To me, and this is just my own personal interpretation of it, there was a lot of criticism early on about the value of the property, and if you recall, there were estimates that were put out in The Globe and Mail about what they thought the properties were worth.
If you look at the documents that were around, like the BMO and Royal Bank study, you can find numbers that are fairly close to those in The Globe and Mail, and they were probably the source of them. But the government was, of course, aware that they wanted to be seen to be making a good deal, and making more money than what had been anticipated in this earlier item.
So what they did was to make a very simple adjustment, which is perhaps the best way of putting it. I wouldn't call it a trick.
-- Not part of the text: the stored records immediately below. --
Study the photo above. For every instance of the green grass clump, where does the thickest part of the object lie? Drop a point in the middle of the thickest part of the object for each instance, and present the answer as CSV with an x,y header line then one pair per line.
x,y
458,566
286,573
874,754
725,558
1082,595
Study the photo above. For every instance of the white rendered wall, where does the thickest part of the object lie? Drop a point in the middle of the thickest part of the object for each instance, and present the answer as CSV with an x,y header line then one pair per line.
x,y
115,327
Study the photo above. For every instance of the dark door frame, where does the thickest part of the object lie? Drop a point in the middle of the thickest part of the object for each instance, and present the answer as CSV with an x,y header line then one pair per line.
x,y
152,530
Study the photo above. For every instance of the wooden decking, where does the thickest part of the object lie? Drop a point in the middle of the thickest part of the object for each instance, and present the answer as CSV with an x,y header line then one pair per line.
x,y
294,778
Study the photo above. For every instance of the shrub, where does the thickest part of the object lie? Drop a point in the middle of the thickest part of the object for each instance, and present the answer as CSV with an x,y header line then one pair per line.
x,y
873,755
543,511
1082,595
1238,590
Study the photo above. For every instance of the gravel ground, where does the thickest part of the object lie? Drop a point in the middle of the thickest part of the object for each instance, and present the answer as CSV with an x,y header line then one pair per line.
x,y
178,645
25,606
The lease price was revised upward by about $2 a square foot on all of the properties between the time the offer was put out for bid and the earlier studies that were the basis for the Royal Bank and BMO studies and the leaks to The Globe and Mail, etc.
So already they had set themselves up to do better, because they were saying “We'll give you more money, and you should pay more money. We're going to give you another $2 a square foot for 25 years. That's worth something to you, isn't it?” Of course it is, and that's why the bid prices that came in were at or even slightly above some of the prices that had appeared in those earlier articles. But in the interim, the value of the lease had gone up by $2 a square foot on average.
I don't have them with me, but we have those two columns of leases, the amounts in the two different documents. If you don't have them in the documents already provided to you, we'd be happy to make them available. I believe we can do that.